A Crucial Decision to Make
Early on, a key determination that any head of marketing and his or her team will need to make is choosing between one of the following priorities:
- Optimization: making the company’s current marketing process more effective and efficient
- Acquisition: Bringing more potential opportunities into the funnel
This decision will impact how your team should structure its top-line goals and determine what metrics are most important to be targeting.
Why Having Goals Around Conversion Rates — Not Just Volume — Is Key
(For more on conversion rates, please read my series on the science of conversion. This series walks you through what the most common types of conversion metrics, how they are calculated, and when it makes sense to use each type of metric.)
Conversion rates and conversion volume provide the context necessary to understand the state of lead generation in the company, and to identify the inefficiencies that exist in the operation.
- Conversion volumes can help you identify the key conversion points in the sales process, which you can then evaluate as potential areas for efficiency improvement.
- Conversion rates establish yield expectations, which allow you to forecast lead volume necessary to achieve a specific revenue target. Conversion rates can also help you identify the problematic conversion points in a sales process and estimate the potential gain from efficiency corrections.
By looking at these factors together, the head of marketing can develop a high-level strategy for achieving a top-line goal.

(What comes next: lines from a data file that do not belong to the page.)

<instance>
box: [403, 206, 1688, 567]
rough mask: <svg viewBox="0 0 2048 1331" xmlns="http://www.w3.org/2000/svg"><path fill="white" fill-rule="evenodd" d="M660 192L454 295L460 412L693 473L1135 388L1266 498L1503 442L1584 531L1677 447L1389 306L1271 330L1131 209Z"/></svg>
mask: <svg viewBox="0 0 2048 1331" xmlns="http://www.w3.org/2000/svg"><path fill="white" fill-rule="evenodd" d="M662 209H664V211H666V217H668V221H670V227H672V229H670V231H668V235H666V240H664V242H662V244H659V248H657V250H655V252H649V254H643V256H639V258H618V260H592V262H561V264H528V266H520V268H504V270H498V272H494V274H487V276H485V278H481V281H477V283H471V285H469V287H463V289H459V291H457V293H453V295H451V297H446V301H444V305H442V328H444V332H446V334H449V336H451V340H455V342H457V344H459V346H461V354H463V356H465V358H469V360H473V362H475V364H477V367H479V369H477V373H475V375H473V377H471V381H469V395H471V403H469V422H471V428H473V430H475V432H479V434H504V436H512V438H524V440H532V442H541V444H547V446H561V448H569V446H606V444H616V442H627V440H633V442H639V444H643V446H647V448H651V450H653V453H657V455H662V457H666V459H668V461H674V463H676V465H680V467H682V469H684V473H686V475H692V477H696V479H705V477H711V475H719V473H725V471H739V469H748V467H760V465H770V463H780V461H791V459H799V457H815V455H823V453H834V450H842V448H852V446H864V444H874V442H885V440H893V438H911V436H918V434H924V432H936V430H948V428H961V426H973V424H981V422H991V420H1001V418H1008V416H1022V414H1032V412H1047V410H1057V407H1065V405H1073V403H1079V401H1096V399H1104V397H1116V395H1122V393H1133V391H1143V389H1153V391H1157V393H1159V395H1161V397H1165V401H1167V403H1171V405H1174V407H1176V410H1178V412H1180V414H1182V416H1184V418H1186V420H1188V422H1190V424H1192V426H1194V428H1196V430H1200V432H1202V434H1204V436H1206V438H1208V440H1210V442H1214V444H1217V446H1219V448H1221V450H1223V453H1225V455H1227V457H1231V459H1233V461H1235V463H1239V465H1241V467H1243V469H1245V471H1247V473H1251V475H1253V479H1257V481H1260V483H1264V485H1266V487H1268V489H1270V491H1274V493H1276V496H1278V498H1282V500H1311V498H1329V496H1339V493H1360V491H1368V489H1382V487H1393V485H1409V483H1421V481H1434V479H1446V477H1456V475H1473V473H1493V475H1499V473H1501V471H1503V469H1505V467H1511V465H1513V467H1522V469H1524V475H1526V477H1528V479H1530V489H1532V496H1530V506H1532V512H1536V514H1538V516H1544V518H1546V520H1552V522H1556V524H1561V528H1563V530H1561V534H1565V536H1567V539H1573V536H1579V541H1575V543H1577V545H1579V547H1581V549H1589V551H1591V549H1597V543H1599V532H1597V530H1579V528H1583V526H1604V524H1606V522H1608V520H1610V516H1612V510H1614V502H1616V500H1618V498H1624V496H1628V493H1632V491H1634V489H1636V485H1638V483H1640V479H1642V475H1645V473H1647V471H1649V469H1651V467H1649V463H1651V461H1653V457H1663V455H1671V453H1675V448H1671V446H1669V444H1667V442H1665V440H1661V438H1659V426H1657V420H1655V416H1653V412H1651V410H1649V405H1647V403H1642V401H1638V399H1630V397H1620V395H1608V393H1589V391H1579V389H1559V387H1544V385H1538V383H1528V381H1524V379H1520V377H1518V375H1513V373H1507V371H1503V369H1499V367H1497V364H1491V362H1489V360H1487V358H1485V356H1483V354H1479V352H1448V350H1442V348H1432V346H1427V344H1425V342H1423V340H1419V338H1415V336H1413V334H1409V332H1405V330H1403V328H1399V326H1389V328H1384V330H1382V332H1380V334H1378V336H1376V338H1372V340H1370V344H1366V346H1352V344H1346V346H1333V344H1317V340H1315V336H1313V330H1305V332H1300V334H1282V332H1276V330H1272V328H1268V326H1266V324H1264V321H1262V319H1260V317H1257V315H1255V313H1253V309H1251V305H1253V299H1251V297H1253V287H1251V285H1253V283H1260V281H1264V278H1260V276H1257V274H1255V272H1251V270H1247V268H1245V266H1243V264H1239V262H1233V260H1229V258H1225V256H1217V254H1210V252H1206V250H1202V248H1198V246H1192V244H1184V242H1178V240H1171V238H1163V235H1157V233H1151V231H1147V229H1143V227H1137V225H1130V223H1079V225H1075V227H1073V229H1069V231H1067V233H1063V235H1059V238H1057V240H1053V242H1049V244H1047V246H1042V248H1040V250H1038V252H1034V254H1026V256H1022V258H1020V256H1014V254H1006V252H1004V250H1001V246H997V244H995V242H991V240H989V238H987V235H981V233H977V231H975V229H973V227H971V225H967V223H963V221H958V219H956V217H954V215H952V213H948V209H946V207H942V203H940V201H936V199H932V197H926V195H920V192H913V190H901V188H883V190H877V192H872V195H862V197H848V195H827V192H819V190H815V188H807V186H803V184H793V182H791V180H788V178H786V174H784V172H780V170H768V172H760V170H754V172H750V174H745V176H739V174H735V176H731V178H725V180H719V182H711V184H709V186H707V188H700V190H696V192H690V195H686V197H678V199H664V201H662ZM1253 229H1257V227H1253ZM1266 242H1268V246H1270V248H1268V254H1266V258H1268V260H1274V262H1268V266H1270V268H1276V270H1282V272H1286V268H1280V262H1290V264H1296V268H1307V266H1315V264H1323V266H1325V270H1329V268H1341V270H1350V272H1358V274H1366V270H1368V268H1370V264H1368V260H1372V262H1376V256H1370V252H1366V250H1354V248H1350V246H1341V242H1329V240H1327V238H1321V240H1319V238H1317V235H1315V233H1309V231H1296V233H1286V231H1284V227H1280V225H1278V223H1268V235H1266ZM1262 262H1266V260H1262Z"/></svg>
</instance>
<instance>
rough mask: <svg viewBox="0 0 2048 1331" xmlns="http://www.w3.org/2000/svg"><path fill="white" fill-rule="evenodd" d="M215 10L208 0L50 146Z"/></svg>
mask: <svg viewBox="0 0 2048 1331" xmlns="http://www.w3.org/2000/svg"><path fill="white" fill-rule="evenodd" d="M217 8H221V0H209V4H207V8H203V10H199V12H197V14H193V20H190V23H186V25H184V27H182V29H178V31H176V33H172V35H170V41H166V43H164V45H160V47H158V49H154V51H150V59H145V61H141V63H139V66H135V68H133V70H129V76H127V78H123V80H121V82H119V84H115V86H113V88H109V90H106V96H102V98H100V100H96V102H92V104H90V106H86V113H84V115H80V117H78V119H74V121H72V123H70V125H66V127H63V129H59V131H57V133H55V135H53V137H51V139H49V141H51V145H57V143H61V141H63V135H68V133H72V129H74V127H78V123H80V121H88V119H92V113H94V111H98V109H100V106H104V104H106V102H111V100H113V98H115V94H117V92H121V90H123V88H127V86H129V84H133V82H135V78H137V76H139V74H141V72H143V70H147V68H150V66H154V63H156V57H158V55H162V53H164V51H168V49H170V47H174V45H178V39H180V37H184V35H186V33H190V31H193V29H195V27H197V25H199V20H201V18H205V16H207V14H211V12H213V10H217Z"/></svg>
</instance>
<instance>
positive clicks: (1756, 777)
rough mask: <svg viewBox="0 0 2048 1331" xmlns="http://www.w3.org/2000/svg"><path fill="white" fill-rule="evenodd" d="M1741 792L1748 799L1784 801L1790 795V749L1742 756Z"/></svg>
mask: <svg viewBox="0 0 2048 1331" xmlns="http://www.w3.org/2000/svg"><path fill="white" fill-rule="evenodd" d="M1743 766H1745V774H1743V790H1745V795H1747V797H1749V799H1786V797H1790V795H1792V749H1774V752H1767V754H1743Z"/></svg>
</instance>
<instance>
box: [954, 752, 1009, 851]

Once you know the best ways that you can address the big picture corporate goals, you are ready to develop your own primary goals and get the marketing team ready to go after the top line targets.
Formulating Your Big Picture Marketing Goals
The big picture goals of a marketing organization are to:
- Produce leads that convert into a quantifiable amount of revenue during a specific time period
- Generate predictable qualified opportunity flow at the front-end of the sales funnel
First, you will want to establish SMART goals around each of these points. From there, you can develop supporting points that define the strategy of how you will achieve each goal. Both of the goals above will require a conversion volume metric (i.e. number of marketing qualified leads (MQLs), as well as supporting conversion rate targets to ensure that the lead flow will enable the team to meet the overall revenue goals. You can arrive at all of these numbers by starting at overall revenue targets and working backwards to determine what is needed to achieve them at each particular stage of the funnel (ex: To get one MQL you know your team needs to secure x number of engagements; to get that number of engagements you know you need to send x number of emails or receive x number of pageviews; etc.).
These metrics will also make it possible to track your team’s progress towards these goals since all outcomes can be scored by likelihood of conversion.
Strong goals will commit to key conversion rate targets and conversion volume targets, as well as specify the relevant target segment(s). Specificity allows the team around you to be more targeted in what they do and help you truly leverage the collective knowledge of the team in achieving its goals.
As your team’s leader, much of the burden in goal planning lays in your hands and your ability to get individuals to develop goals that line up with the overall team goals. Individual goals are best set by team members, themselves, and not by management. This allows them to apply their own creativity and perspective into how each goal can be achieved and also provides them with a greater sense of ownership.